How Pulp determines uniqueness when storing units?

Uniqueness of each content type is determined by it’s unit key. A unit key is a combination of content attributes. The following combinations of attributes represents the unit key for some of the content type supported by Pulp.

DRPM:

  • epoch

  • version

  • release

  • filename

  • checksumtype

  • checksum

RPM, SRPM:

  • name

  • epoch

  • version

  • release

  • arch

  • checksumtype

  • checksum

ISO:

  • name

  • checksum

  • size

Python package:

  • filename

Puppet module:

  • author

  • name

  • version

OSTree branch:

  • remote_id

  • branch

  • commit

Docker Blob, Manifest, ManifestList:

  • digest

Docker Image:

  • image_id

Docker Tag:

  • name

  • repo_id

  • schema_version

  • manifest_type

Debian Package:

  • name

  • version

  • architecture

  • checksumtype

  • checksum

What happens when a source repository changes the checksum type that is published in the repository?

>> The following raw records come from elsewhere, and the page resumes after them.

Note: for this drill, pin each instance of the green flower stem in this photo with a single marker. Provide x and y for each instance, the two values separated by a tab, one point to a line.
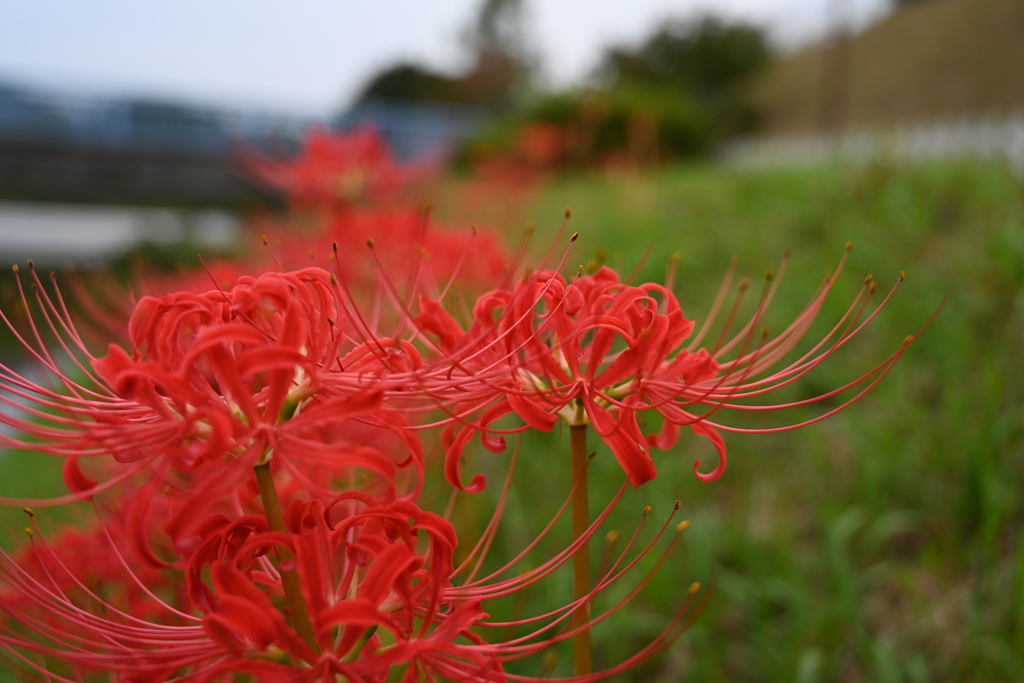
289	578
581	560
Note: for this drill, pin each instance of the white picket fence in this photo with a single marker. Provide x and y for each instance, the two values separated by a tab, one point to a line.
987	138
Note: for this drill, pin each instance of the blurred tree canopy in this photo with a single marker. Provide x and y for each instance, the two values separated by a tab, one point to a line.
675	94
707	59
500	72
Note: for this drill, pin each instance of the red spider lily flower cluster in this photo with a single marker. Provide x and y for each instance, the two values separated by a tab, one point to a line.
597	351
256	451
333	168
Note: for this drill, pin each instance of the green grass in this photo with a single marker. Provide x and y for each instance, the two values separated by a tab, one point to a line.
883	544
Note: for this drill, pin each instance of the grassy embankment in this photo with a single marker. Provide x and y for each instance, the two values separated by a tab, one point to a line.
883	544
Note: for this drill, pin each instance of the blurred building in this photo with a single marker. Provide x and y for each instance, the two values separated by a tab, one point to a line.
57	147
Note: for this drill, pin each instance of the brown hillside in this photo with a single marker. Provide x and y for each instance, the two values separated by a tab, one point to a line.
933	60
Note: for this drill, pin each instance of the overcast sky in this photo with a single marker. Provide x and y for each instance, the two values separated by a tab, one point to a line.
311	56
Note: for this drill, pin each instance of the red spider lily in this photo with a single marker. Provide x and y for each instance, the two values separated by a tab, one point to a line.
217	383
375	599
378	581
595	350
333	168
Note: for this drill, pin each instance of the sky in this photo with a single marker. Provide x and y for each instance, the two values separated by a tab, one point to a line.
310	57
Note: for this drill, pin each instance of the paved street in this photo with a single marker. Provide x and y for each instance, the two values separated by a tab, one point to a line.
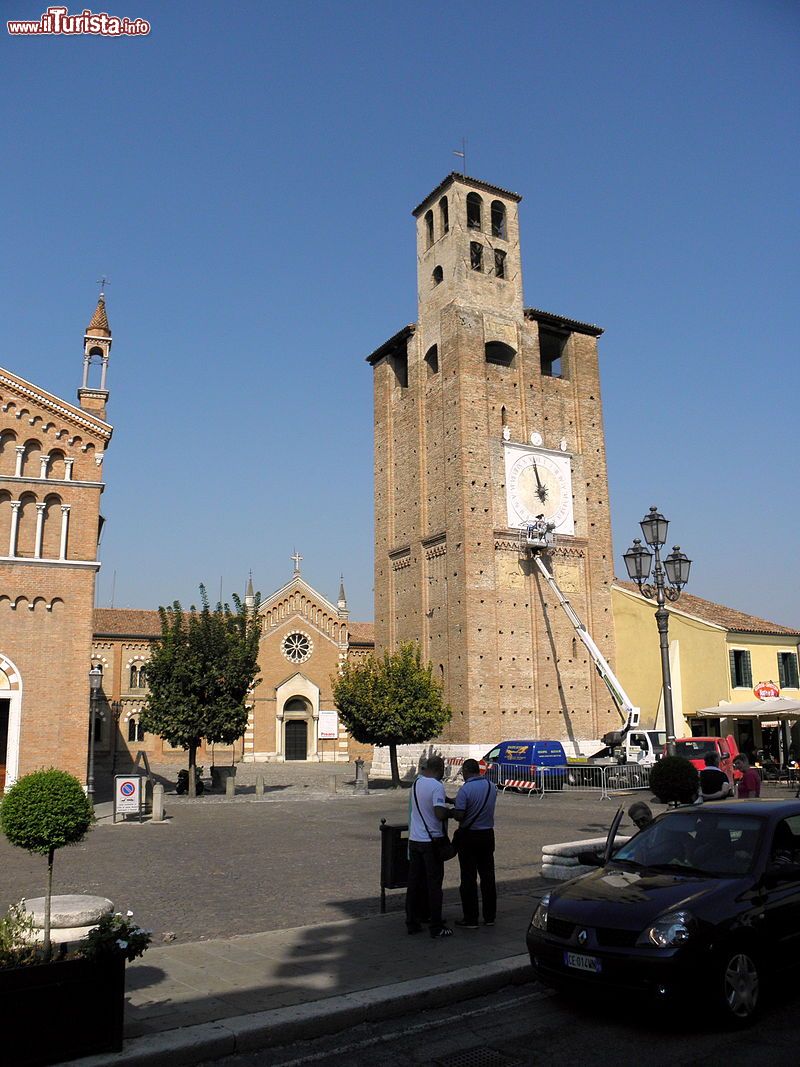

Since the checksum is one of the attributes used to determine uniqueness, Pulp assumes that a package published with a sha256 checksum is different from a package published with a sha512 checksum. As a result, if a source repository switches the type of checksum it publishes, Pulp will treat all the packages in that repository as new. This can result in duplicate content being stored in Pulp.

How Pulp keeps track of units that belong to a particular repository?

Each repository is stored as a document in the repos MongoDB collection. Each content type is stored in a collection with a prefix of units_. Relationships between content and repositories are stored in the repo_content_units collection.

How symlinks are generated during a repository publish?

Pulp deduplicate content when possible. As a result, all content units are stored in one place. Published content is actually a symlink to a content unit stored elsewhere on disk. When publishing a repository, Pulp uses the relationships stored in the repo_content_units for a particular repository to determine which symlinks need to be published.